Project Title Lead Investigator Co-Investigators Project Dates
Big time series data and randomised numerical linear algebra** # Fred Roosta (UQ) Ali Eshragh (Newcastle), Glen Livingston (Newcastle), Michael Mahoney (UC Berkeley), Asef Nazari (Deakin), David Woodruff (Carnegie Mellon University) Feb 2020 – Oct 2021
Exploiting composite likelihoods for likelihood-free problems** Clara Grazian (UNSW) Chris Drovandi (QUT) Jan 2021 – Jun 2021
Finding minimum label spanning trees using cross-entropy method** Radislav Vaisman (UQ) Matthew Roughan (UoA) Apr 2020 – Apr 2021
First passage properties of Markov additive processes and related multivariate processes* Oscar Peralta Gutierrez (UoA) Eric Cheung (UNSW), Kais Hamza (Monash), Jae Kyung Woo (UNSW) Jun 2021 – Aug 2021
Improved algorithms for environmental monitoring network design problems** Radislav Vaisman (UQ) Mar 2020 – Jul 2021
Mathematical modelling of COVID-19 cluster surveillance** Andrew Black (UoA) Sophie Hautphenne (UoM) Jun 2020 – Jan 2021
Modelling of environmental and climate extremes* Boris Beranger (UNSW) Kate Saunders (QUT), Alec Stephenson (CSIRO) Apr 2021 – Nov 2021
Modelling seagrass dynamics using hybrid strategy combining deterministic process-based and DBN models** Paul Wu (QUT) Benoit Liquet (QUT), Martin Marzloff (IFREMER), Kerrie Mengersen (QUT), Heloise Muller (IFREMER) Jul 2019 – Oct 2021
Quantum variational Bayes and quantum descriptive statistics* Minh Ngoc Tran (USyd) Scott Sisson (UNSW) Apr 2021 – Sep 2021
Stochastic analysis of the COVID-19 population** # Ali Eshragh (Newcastle) Saed Alizamir (Yale), Peter Howley (Newcastle), Judy-anne Osborn (Newcastle), Joshua Ross (UoA), Elizabeth Stojanovski (Newcastle) Jul 2020 – Dec 2021
To understand the properties of echo chambers on social media* Mehwish Nasim (UoA) Lauren Kennedy (Monash), Lewis Mitchell (UoA), Adam Sparks (USQ) Apr 2021 – Jun 2021

* Applications approved in 2021.
** Applications active in 2021 but approved in previous years.
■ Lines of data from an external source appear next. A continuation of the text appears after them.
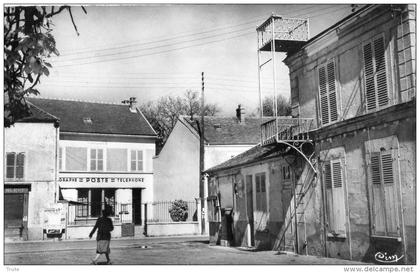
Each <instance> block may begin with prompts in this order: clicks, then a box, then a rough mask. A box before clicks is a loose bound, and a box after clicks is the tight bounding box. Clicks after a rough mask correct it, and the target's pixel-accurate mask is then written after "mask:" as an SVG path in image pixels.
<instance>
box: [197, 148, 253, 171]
mask: <svg viewBox="0 0 420 273" xmlns="http://www.w3.org/2000/svg"><path fill="white" fill-rule="evenodd" d="M253 146H255V145H206V146H205V151H204V169H205V170H206V169H209V168H211V167H214V166H216V165H218V164H220V163H222V162H224V161H226V160H229V159H231V158H232V157H234V156H237V155H238V154H240V153H243V152H245V151H246V150H249V149H250V148H252V147H253Z"/></svg>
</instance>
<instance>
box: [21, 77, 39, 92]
mask: <svg viewBox="0 0 420 273" xmlns="http://www.w3.org/2000/svg"><path fill="white" fill-rule="evenodd" d="M41 75H42V73H39V74H38V76H37V77H36V80H35V82H34V83H33V84H32V86H31V87H29V88H27V89H26V90H25V92H24V93H26V92H28V90H29V89H32V88H34V87H35V85H37V84H38V83H39V79H40V78H41Z"/></svg>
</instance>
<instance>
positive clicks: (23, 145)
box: [3, 122, 56, 183]
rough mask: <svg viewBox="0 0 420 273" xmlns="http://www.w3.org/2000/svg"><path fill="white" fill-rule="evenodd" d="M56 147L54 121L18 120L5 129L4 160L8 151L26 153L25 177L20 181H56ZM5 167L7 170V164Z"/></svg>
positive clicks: (19, 152)
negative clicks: (18, 120)
mask: <svg viewBox="0 0 420 273" xmlns="http://www.w3.org/2000/svg"><path fill="white" fill-rule="evenodd" d="M55 148H56V129H55V128H54V125H53V124H52V123H19V122H18V123H15V125H14V126H12V127H10V128H5V129H4V152H5V153H4V155H3V156H4V160H6V153H8V152H16V153H20V152H24V153H25V170H24V179H23V180H20V182H29V183H31V182H52V181H54V178H55V152H56V151H55ZM4 162H6V161H4ZM3 168H4V172H5V171H6V169H5V168H6V166H5V165H3Z"/></svg>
# Funding relinquished in 2021 due to COVID-19 related disruptions.

Due to the repeated and ongoing disruptions related to the COVID-19 pandemic, several projects were rescoped and funding was redirected to support other project activities. For example, significant travel and workshop funding was repurposed for hiring a research assistant and extending project scope and timelines.
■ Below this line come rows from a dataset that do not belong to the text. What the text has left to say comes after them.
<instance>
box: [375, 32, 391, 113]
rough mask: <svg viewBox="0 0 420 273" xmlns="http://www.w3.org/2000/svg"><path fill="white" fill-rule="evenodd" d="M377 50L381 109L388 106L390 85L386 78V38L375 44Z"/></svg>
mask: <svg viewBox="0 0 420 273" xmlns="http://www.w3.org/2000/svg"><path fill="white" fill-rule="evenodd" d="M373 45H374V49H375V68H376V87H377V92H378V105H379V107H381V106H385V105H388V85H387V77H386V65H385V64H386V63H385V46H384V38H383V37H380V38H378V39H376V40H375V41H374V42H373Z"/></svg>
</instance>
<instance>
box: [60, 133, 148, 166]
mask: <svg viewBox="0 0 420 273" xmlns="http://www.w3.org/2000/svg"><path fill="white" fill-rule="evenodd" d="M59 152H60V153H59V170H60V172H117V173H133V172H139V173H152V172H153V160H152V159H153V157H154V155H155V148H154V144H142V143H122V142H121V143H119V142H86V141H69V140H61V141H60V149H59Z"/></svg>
In some cases, the challenges due to COVID-19 resulted in some activities being reduced and thus some projects being underspent. However, unspent Research Support Scheme project funds were redirected to the Centre’s new Research Sprint Scheme which supported 21 sprint projects.
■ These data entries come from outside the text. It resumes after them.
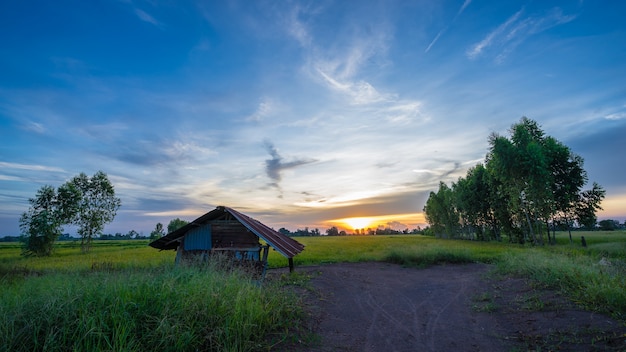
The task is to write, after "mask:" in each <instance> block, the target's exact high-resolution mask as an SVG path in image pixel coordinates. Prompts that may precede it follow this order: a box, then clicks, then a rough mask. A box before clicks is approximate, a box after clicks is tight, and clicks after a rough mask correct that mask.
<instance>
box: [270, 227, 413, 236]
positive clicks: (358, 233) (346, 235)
mask: <svg viewBox="0 0 626 352" xmlns="http://www.w3.org/2000/svg"><path fill="white" fill-rule="evenodd" d="M278 232H280V233H282V234H283V235H286V236H291V237H300V236H363V235H369V236H375V235H402V234H405V235H406V234H421V233H422V232H423V231H422V229H421V228H420V227H419V226H418V227H417V228H415V229H412V230H409V229H408V228H407V229H404V230H394V229H392V228H391V227H389V226H379V227H377V228H375V229H372V228H368V229H356V230H354V232H352V233H348V232H346V231H345V230H339V228H337V227H336V226H332V227H330V228H328V229H326V231H324V233H322V232H320V230H319V229H317V228H315V229H313V230H310V229H309V228H308V227H305V228H304V229H297V230H296V231H293V232H292V231H289V230H288V229H286V228H284V227H281V228H280V229H278Z"/></svg>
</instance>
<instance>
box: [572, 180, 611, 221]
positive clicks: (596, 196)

While the COVID-19 pandemic created challenges for some Research Support Scheme projects during 2020 and 2021, the scheme has been incredibly successful. It provided additional support and opportunities for new students and early-career researchers, facilitated research workshops and seminars, led to the preparation and submission of papers to peer-reviewed journals, enabled travel for collaboration where possible, and importantly, supported many new cross-node collaborations that will continue after ACEMS concludes.